We performed an interim analysis of the first 164 patients who completed the study. The analysis consisted of (i) a descriptive sample characterization stratified by randomization arm, (ii) an assessment of Ada’s and Rheport’s diagnostic accuracy, and (iii) a descriptive evaluation of the secondary outcome measures specified above for the total sample. Descriptive characteristics for each randomization arm are presented as median (Mdn) and interquartile range (IQR) for interval data and as absolute (n) and relative frequency (percent) for nominal data. Comparability of demographic and IRD-related characteristics between the randomization groups was assessed by the Wilcoxon rank-sum tests and χ2 tests. Diagnostic accuracy was evaluated referring to sensitivity, specificity, negative predictive value (NPV), positive predictive value (PPV), and overall accuracy. The comparability of the secondary outcomes was evaluated by the Wilcoxon signed-rank tests whereas descriptive information is presented as Mdn (IQR). The significance level for inferential tests was set at p ≤ 0.05. The software used for the statistical analysis was R (version 3.6.3) and RStudio (version 1.2.5033), respectively.
Sample size determination
A minimum sample size of n = 122 patients was calculated, based on the following assumptions: (1) prevalence, defined as the proportion of subjects who, after presenting to the rheumatologist, are diagnosed with an inflammatory rheumatic disease of 40% ; (2) average diagnostic accuracy of previous applications for diagnosis using the 3 most likely diagnoses of 50% ; (3) desired accuracy of diagnosis using Ada or Rheport in terms of sensitivity and specificity of 70%; (4) type 1 error: discrete value according to Bujang and Adnan  of 4.4%; (5) type 2 error: discrete value according to Bujang and Adnan  of 19% and test strength (power) corresponding to 81%.
A total of 211 consecutive patients were approached, 167 agreed to participate, and 164 patients were included in the interim analysis presented (Fig. 2). 32.9% (54/164) of the presenting patients were diagnosed with an IRD based on the physicians’ judgment. The classified diagnosis and demographic characteristics are summarized in Tables 1 and 2, respectively.

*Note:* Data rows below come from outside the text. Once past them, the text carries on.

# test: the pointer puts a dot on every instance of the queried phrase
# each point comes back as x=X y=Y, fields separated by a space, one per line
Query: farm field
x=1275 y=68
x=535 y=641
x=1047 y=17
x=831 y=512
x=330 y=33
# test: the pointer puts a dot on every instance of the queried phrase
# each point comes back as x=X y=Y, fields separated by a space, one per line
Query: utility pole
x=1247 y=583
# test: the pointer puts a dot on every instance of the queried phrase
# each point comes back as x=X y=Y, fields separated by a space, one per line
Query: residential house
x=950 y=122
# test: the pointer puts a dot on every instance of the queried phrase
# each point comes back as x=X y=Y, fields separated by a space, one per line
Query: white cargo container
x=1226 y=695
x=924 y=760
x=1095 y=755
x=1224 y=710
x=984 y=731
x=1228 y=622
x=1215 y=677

Rheport showed a sensitivity of 53.7% (29/54) and a specificity of 51.8% (57/110). Ada’s D1 and D5 suggestions showed a sensitivity of 42.6% (23/54) and 53.7% (29/54) and a specificity of 63.6% (70/110) and 54.5% (60/110) concerning IRD, respectively. The diagnostic accuracy in the two randomization arms seemed to be similar regarding the individual characteristics of diagnostic accuracy. Further details on the SCs’ diagnostic accuracy can be taken from Table 3. The correct diagnosis of the IRD patients was within Ada’s D1 and D5 suggestions in 16.7% (9/54) and 25.9% (14/54), respectively. The 14 correct ADA D5 disease suggestions encompassed the following diagnosis: 5 PsA, 4 SpA, 3 RA, 2 PMR, and one connective tissue disease (systemic sclerosis) cases.
The median completion time for Ada and Rheport was 7.0 min (IQR 5.8–9.0) and 8.5 (IQR 8.0–10.0), respectively. On a scale of 0 (worst) to 100 (best), the median SUS of Ada and Rheport was 75.0 (IQR 62.5–85.0) and 77.5 (IQR 62.5–87.5), respectively. Completion time and usability (SUS scores) were not different between the two groups. Sixty-four percent and 67.1% would recommend using Ada and Rheport to friends and other patients, respectively.
This prospective real-world study highlights the currently limited diagnostic accuracy of SCs, such as Ada and Rheport with respect to IRDs. Their overall sensitivity and specificity for IRDs are moderate. SCs offer patients on-demand medical support independent of time and place. An automated SC-based triage, as offered by Rheport, may allow objective, scalable, and transparent decisions. By automating triage decisions, SCs could additionally save money [12, 14] and accelerate the time to correct diagnosis , however may also lead to over-diagnosis and over-treatment .
Despite increasing patient usage , evidence supporting SC effectiveness is limited to date [12, 17]. The results of this study are in line with previous SC analyses [12, 17, 18]. Research supported by Ada Health GmbH shows that Ada had the highest top 3 suggestion diagnostic accuracy (70.5%) compared to other SCs , and the correct condition was among the first three results in 83% in an Australian assessment study . Similarly to our results, the majority of patients would recommend Ada (85.3%) to friends or relatives .
The first rheumatology-specific SC study with 34 patients  showed that only 4 out of 21 patients with inflammatory arthritis were given the first diagnosis of RA or PsA. Proft et al. recently showed that a physician-based referral strategy was more effective than an online self-referral tool for early recognition of axial spondyloarthritis . Nevertheless, these authors recommend using online self-referral tools in addition to traditional referral strategies, as the proportion of axial spondyloarthritis among self-referred patients (19.4%) was clearly higher than the assumed 5% prevalence in patients with chronic back pain. Regarding the current referral sensitivity of 32.9%, complementary SC integration might indeed be part of modern rheumatology.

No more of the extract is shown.